Would love to know who is behind this street display in Hackney. On first glance, this row of portraits look like they must be an assortment of random Hackney characters, but on closer inspection, the contexts look 'other' rather than the people inhabiting those places, which makes them even more intriguing.
I am reminded of Jaques Rancierre's wiring on 'Aesthetic Separation, Aesthetic Community,' and given an excuse, unapologetic of the wild trajectory, to quote a whole paragraph, as does he, from Deleuze and Guattari's book, What is a Philosopher? To this day, I have yet to read a better definition of what artists do:
The writer twists language, makes it vibrate, seizes hold of it, and rends it in order to wrest the percept from perceptions, the affect from affections, the sensation from opinion - in view, one hopes, of that still missing people....This is, precisely, the task of all art and, from colours and sounds, new plastic or melodic landscapes, and new rhythmic characters that raise them to the height of earth's song and cry of humanity: that which constitutes tone, health, becoming, a visual and sonorous bloc.

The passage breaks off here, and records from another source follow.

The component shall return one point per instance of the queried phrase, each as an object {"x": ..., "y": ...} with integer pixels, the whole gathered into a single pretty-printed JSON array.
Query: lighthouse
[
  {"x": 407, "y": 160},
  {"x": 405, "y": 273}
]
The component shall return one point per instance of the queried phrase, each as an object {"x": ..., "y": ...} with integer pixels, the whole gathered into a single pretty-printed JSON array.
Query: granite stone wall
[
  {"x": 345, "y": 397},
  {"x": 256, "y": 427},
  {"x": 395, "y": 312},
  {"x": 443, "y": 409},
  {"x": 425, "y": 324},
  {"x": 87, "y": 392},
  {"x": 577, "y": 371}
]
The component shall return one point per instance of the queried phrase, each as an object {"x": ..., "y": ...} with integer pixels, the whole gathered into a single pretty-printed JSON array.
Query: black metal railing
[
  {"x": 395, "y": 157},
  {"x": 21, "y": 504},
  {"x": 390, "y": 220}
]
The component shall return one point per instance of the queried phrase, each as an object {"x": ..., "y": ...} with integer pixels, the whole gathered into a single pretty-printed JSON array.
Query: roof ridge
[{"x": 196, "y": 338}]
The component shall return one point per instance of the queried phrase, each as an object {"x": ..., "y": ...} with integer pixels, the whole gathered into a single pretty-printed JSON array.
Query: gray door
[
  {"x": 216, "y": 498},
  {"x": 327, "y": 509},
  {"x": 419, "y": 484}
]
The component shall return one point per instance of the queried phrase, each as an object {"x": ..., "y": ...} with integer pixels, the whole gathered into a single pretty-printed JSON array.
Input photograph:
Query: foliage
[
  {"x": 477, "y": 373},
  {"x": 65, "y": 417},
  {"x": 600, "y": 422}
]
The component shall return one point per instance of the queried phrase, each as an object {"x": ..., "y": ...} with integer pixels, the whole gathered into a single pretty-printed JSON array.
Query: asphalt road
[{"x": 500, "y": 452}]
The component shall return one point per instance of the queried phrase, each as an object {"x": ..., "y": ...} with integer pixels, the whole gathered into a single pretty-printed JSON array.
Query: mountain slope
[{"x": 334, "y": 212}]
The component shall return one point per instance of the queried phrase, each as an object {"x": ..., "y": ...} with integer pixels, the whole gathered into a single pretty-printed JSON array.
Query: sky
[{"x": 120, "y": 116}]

A monument does not commemorate or celebrate something that happened but confides to the ear of the future the persistent sensations that embody the event: the constantly renewed suffering of men and women, their re-created protestations, their constantly resumed struggle. Will this all be in vain because suffering is eternal and revolutions do not survive their victory? But the success of a revolution resides only in itself, precisely the vibrations, clinches, and openings it gave to men and women that it is always in the process of becoming, like those tumuli to which each new traveller adds a stone.
(Gilles Deleuze and Felix Guattari, What is Philosophy?, trans. by Graham Burchel and Hugh Tomlinson, London: Verso, 1994, p.76.)